Ноэль снова сел на место, и Адамберг кивнул в знак согласия.

— Как у того типа, который съел шкаф.

— Верно, — согласился Данглар.

— Зачем он съел шкаф? — спросил Гардон.

— А неизвестно. И в этом вся проблема.

Данглар прикрепил к доске чистый лист.

— Что еще хуже, — продолжал он, — убийца не оставил измельченные фрагменты где попало. Доктор Ромен был прав: они разбросаны по комнате. Было бы слишком сложно рисовать их все: точное местонахождение фрагментов вы можете узнать из отчета. Однако я приведу вам пример: разрознив и размозжив плюсневые кости, убийца разложил их по углам комнаты. Точно так же он поступил и с другими частями тела: один кусочек бросил здесь, другой там, третий — подальше, а два оставшихся положил под рояль.

— Может, у него такой бзик, — предположил Жюстен. — Или заскок. Он все разбрасывает вокруг себя.

— Тут нет разумного объяснения, — упрямо повторил Ноэль. — Мы зря теряем время на все эти гипотезы. Убийца в припадке ярости изничтожает тело убитого, и какие-то фрагменты этого тела вызывают у него особое ожесточение. А почему — неизвестно. По крайней мере, на данный момент.

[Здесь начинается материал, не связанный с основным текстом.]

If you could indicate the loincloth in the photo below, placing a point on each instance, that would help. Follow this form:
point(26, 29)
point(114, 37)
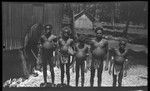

— Этот припадок ярости длился несколько часов, — напомнил Адамберг.

— Точно, — подхватил Жюстен. — Его гнев не утихает, и, возможно, все дело именно в этом. Убийца не может остановиться, он должен продолжать свою работу, и в итоге тело превращается в кашу. Он вроде как парень, который опрокидывает стакан за стаканом, пока не напьется до бесчувствия.

Который расчесывает укус паука, подумал Адамберг.

— Перейдем к вещественным доказательствам, — произнес Данглар.

В этот момент майору позвонили, и он удалился почти уверенной походкой, прижимая к уху телефон. Это Абстракт, констатировал Адамберг.

— Будем его ждать? — спросил Вуазне.

Фруасси заерзала на стуле. На часах было уже четырнадцать тридцать пять, время обеда, и она начинала нервничать. Все знали: одна мысль о том, чтобы пропустить обед, приводила Фруасси в состояние, близкое к панике, и Адамберг попросил полицейских регулярно устраивать обеденный перерыв, потому что уже были три случая, когда во время длительных выездов лейтенант падала в обморок от страха.